When Tim Atkins walked out of Soledad prison, about an hour south of Monterey, California, on Highway 101, he’d spent more of his life behind bars than outside them. He’d never seen a cell phone—in fact, he says that he was confused when he saw an iPhone with “music coming out”—and had never had a credit card. He’d barely driven a car. Now an imposing but soft-spoken 48-year-old man, Atkins was 17 when he was arrested for a shooting in his neighborhood back in 1985. He’d been involved in some illegal activities—mostly stealing car radios to support a drug habit—but he was innocent of the shooting. In fact, he had sold a stolen car stereo that very night in order to get high.
Atkins was accused of robbing Vincente and Maria Gonzalez at gunpoint on New Year’s Eve and fatally shooting Vincente in the chest. Shortly after the murder, Maria said that the man who’d shot her husband and held a gun to the back of her head was short, with bulging eyes. At the time, Atkins was well over six feet tall and weighed 175 pounds. It was only later that Maria picked him out of a six-pack photo array. At the trial, she couldn’t identify Atkins, who was in the courtroom sitting at the defense table. “I know he is here because he behaved very badly,” she said when asked to point out her husband’s killer. During a break, she spoke with the prosecutor, after which she seemed to be able to identify the defendant.
Another woman in the neighborhood, Denise Powell, claimed to have heard Atkins and his friend Ricky Evans bragging about the crime. Picked up by the police, Powell claimed that Atkins had said, “We offed him”—a recollection that would later turn out to be fabricated. She then picked their photos out of a “gang book.” Atkins knew Powell and had seen her that night; she was usually high and was in and out of jail. They had gone out looking for drugs together. The car ride was the only part of her story that was true. Powell later said that she was threatened by the interrogating officer with arrest and jail time unless she could provide some useful information. She never thought that Atkins would get convicted based on her word alone. When asked about Powell, Atkins shrugs; he feels sorry for her because her life hasn’t changed much during his 23 years in prison.

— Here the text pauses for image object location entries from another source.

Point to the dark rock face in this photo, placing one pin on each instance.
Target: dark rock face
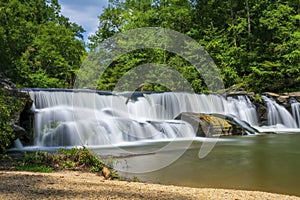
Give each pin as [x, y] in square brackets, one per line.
[20, 119]
[206, 125]
[6, 83]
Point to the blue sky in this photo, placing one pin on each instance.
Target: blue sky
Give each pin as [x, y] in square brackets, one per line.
[84, 13]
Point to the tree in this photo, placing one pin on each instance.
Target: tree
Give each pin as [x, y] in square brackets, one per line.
[39, 46]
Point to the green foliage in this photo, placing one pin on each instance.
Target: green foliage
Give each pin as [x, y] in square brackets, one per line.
[39, 46]
[9, 106]
[253, 43]
[75, 159]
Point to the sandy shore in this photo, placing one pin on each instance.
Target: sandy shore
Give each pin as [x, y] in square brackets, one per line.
[81, 185]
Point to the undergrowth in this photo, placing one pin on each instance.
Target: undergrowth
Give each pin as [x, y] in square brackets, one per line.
[80, 159]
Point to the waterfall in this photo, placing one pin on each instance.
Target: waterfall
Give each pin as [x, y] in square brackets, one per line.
[296, 111]
[278, 115]
[68, 118]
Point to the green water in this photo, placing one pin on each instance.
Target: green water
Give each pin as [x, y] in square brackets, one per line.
[266, 163]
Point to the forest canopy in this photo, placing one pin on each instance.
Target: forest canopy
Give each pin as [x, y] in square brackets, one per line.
[255, 44]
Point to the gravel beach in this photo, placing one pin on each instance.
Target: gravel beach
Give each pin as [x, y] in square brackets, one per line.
[82, 185]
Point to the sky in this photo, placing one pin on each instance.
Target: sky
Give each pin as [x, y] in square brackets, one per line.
[83, 12]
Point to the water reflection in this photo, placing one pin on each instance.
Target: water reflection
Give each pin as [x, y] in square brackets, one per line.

Atkins and Evans were arrested and held in the county jail, where some gang members who were also inmates forced them to fight. But the friends went too easy on each other, so the gang members decided to administer a beating themselves. A few of them jumped from a top bunk onto Evans, who died from the internal injuries sustained during the attack. It’s the one thing Atkins doesn’t like to talk about. “It’s difficult for me,” he says quietly.
Atkins was beaten as well and spent months in the hospital recovering from a broken sternum and broken ribs. (He credits his survival to his larger size.) Upon his release from the hospital, he began serving his sentence: 32 years to life.
In prison, Atkins avoided confrontations and gang activity; he had a remarkably clean record. “Even in prison, I had a counselor who said, ‘You don’t do the stuff that everybody else do,’” Atkins recalled. “This was something I had nothing to do with. I never did nothing like that.” The hardest part of prison, he added, was “enduring the people.”